On préfèrerait, bien sûr, que les chars soient déjà livrés et les avions en route. L’Ukraine pourrait plus vite en remporter des victoires contraignant le Kremlin à négocier son retrait et moins de jeunes vies, russes et ukrainiennes, seraient fauchées chaque jour. Nous autres, Européens, sommes trop lents à répondre aux demandes d’aide de Wolodymyr Zelensky mais avons-nous, pour autant, nous autres Français, tant de raisons de nous auto-flageller à ce point ?

Le Premier ministre britannique semble promettre des avions de chasse au président ukrainien et, à l’instant même, nous en faisons un héros aux côtés duquel nous ne serions que poules mouillées munichoises. Wolodymyr Zelensky repart de Paris sans Rafale plein les poches et honte à ces Scholz et Macron qui craignent, les accuse-t-on aussitôt, de susciter le courroux de Vladimir Poutine. Joe Biden s’apprête à se rendre en Pologne, la plaque-tournante des livraisons d’armes à l’Ukraine, et ce serait la preuve, dit-on, irréfutable, définitive, que ni Paris ni Berlin ne comptent plus aux yeux des Américains, que les Polonais constitueront bientôt la première armée d’Europe, loin devant nous, les Français, et qu’ils feront ainsi basculer à l’Est le centre de gravité de l’Union.

Depuis le Londres-Paris-Bruxelles du président ukrainien, c’est le refrain dominant. Nous serions nuls, morts, balayés par l’Histoire, ne cesse-t-on d’entendre mais avant de procéder à notre enterrement collectif, n’oublions pas que les armes françaises sont infiniment précieuses à l’Ukraine, que c’est la France qui a convaincu le reste de l’Union de lui accorder le statut de pays candidat et reprenons les faits.

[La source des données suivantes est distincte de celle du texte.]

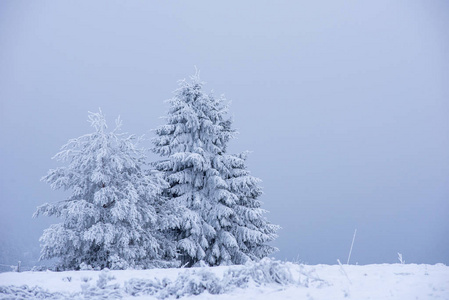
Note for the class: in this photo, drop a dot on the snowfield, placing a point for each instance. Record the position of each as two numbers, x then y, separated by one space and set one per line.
268 279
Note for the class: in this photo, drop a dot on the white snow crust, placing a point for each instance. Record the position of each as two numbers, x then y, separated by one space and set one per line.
268 279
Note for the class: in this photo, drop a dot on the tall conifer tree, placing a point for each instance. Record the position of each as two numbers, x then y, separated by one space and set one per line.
211 197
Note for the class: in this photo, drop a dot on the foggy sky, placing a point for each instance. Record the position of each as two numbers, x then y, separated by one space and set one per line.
344 105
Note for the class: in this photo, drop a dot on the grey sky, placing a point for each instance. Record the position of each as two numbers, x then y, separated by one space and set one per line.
345 105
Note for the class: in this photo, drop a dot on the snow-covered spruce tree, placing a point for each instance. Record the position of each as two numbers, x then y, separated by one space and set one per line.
109 220
211 197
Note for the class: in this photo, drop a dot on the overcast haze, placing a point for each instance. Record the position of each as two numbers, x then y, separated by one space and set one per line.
344 105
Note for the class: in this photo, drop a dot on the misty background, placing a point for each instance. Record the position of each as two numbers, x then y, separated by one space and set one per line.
344 105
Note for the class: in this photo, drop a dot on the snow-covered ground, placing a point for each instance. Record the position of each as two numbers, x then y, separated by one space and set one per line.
266 280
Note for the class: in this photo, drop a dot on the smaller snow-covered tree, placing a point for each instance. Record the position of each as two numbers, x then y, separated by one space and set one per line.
109 220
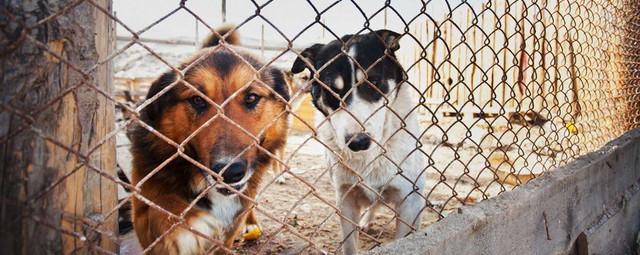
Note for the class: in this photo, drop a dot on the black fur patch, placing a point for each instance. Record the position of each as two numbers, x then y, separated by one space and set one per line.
370 55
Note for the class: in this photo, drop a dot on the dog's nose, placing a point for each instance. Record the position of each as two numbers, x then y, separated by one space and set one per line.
358 142
233 172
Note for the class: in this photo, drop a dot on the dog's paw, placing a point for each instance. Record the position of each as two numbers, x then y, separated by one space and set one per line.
252 232
189 242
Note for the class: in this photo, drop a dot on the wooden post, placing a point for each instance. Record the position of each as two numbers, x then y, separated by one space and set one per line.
262 40
224 11
540 99
523 59
434 52
505 75
52 202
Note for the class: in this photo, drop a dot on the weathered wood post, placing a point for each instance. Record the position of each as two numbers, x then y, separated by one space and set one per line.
53 128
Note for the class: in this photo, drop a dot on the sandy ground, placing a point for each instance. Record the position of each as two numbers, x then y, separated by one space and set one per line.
456 175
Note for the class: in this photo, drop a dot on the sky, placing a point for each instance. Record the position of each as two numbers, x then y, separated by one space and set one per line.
289 16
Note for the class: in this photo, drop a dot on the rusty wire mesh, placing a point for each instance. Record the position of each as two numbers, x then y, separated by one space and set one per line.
506 91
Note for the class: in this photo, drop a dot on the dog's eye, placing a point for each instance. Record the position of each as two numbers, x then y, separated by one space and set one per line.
198 103
251 100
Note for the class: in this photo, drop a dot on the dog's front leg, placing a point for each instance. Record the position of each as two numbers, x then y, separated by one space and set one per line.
409 214
349 219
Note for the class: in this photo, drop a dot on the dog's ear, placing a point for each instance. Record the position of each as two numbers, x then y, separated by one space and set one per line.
309 54
151 113
227 33
390 39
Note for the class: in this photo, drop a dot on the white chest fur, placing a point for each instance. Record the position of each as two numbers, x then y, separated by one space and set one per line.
224 208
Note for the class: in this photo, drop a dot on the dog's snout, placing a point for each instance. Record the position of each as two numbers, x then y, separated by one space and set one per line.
234 171
358 142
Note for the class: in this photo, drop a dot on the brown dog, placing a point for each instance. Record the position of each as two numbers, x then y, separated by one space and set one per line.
234 138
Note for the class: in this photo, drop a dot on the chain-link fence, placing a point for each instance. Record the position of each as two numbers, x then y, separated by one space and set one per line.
464 101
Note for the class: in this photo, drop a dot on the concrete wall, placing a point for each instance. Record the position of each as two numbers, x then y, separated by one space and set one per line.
590 206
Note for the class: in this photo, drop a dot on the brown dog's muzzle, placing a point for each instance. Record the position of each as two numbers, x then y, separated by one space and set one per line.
232 171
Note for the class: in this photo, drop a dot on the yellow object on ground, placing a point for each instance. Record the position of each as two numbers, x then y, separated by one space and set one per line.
253 232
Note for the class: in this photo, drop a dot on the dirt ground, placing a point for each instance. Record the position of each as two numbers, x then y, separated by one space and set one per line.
458 174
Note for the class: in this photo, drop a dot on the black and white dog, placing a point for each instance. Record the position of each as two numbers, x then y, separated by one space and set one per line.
371 128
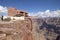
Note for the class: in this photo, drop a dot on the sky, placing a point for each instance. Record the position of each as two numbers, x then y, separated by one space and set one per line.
33 7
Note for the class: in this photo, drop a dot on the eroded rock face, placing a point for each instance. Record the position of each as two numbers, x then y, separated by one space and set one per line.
32 29
47 27
18 30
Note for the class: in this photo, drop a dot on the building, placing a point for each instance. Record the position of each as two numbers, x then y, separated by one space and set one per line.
15 12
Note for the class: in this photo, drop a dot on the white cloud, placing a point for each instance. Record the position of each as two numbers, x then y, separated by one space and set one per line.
3 9
48 13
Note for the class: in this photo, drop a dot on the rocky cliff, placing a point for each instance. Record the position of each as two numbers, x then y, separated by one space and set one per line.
31 29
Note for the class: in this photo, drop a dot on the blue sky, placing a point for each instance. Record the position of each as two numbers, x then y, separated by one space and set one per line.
32 5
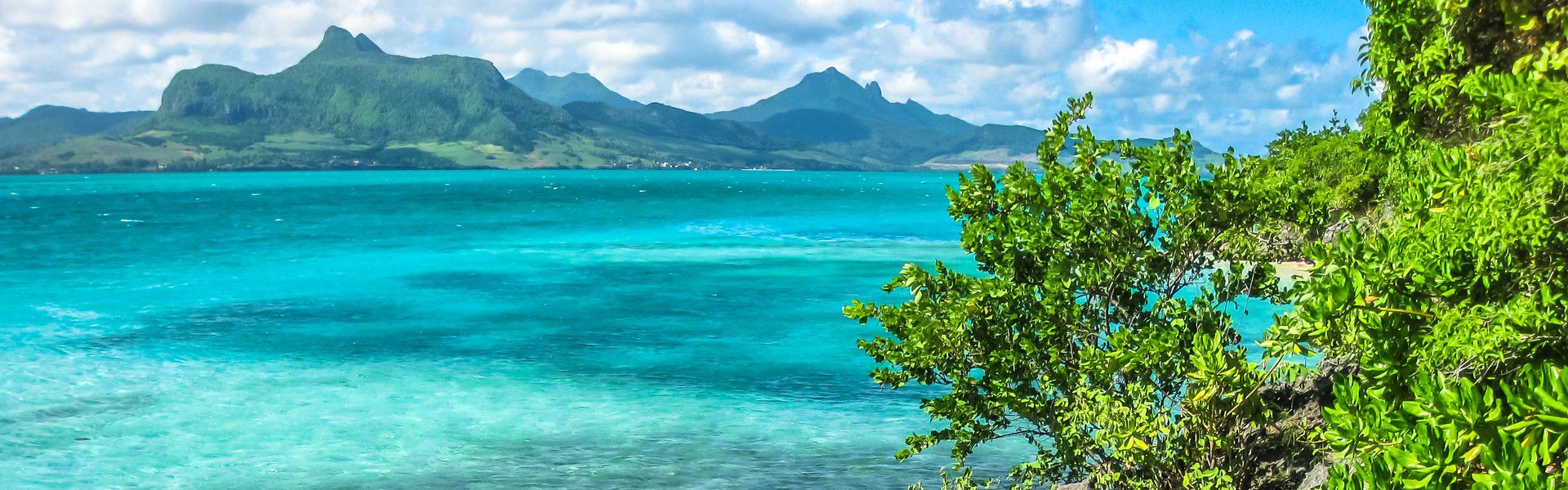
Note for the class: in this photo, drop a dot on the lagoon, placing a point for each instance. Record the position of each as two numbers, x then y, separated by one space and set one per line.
457 328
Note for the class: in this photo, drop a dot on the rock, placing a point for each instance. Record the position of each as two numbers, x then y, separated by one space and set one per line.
1278 459
1314 478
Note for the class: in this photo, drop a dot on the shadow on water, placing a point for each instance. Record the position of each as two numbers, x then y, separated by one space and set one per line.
93 406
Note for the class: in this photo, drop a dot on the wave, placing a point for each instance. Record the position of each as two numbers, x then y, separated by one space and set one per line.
768 233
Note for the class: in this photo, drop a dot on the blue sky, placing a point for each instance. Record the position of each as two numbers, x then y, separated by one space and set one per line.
1233 73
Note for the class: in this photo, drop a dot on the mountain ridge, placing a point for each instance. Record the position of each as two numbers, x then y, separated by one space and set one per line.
574 87
350 104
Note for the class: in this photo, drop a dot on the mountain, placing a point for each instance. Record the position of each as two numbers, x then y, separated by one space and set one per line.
349 104
569 88
353 90
836 93
49 124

Le Premier britannique avait à peine suscité les espoirs de l’Ukraine que Ben Wallace, son secrétaire à la Défense nuançait le propos. Comme la France, le Royaume-Uni n’exclue rien mais rien n’est décidé et encore moins fait. Si la France est lâche, elle n’est ainsi pas la seule et ni elle ni la Grande-Bretagne ne le sont en fait car le problème n’est pas de défier ou pas M. Poutine.

Des deux côtés de la Manche comme des deux côtés de l’Atlantique d’ailleurs, toutes les capitales occidentales ont simplement à se poser des questions, légitimes et nécessaires. Dotés d’avions de chasse ultra-modernes et difficiles à manier, comment les pilotes ukrainiens parviendraient-ils à éviter tout risque de passer la frontière russe et de mettre ainsi face-à-face des appareils de l’Alliance atlantique et de la Fédération de Russie ? Jusqu’à quel point, deuxième question, l’état-major et les dirigeants ukrainiens pourraient-ils s’astreindre à ne pas utiliser ces avions européens et américains pour pénétrer l’espace aérien de la Crimée alors que cette péninsule annexée par la Russie appartient indiscutablement à l’Ukraine ?

Comment organiser et où, troisième question, la maintenance que demandent ces appareils ? Et de quel nombre de ces avions de chasse, quatrième question, les pays de l’Union peuvent-ils se départir sans diviser leurs opinions publiques et sans compromettre, surtout, leur propre sécurité qui ne se joue pas seulement dans le ciel ukrainien mais dans le leur aussi ?

Aucun dirigeant responsable ne peut satisfaire les demandes ukrainiennes avant d’avoir les réponses à ces questions et l’élément nouveau n’est ainsi pas que Wolodymyr Zelensky n’ait pas quitté la France en Rafale. Les trois faits majeurs de la semaine dernière sont que ces livraisons ne soient désormais plus exclues par l’Europe alors qu’elles le sont toujours par les Etats-Unis, que le président français ait déclaré que la Russie ne pouvait ni ne devait l’emporter et que le chancelier allemand se soit déplacé jusqu’à Paris pour s’associer à cette position français ainsi devenue franco-allemande.

C’est un tournant. Un an après que Vladimir Poutine a perpétré son agression, il a face à lui non seulement un front euratlantique mais une Union européenne unanime, Hongrie mise à part, dans sa détermination à soutenir et armer l’Ukraine. A l’épreuve du feu, l’Union s’affirme en union politique et, loin de se déporter où que ce soit, elle est en train de forger une nouvelle unité autour d’un trio essentiel – Paris, Varsovie, Berlin – qui se cherche depuis longtemps et se soude aujourd’hui dans l’augmentation des dépenses militaires polonaises et allemandes.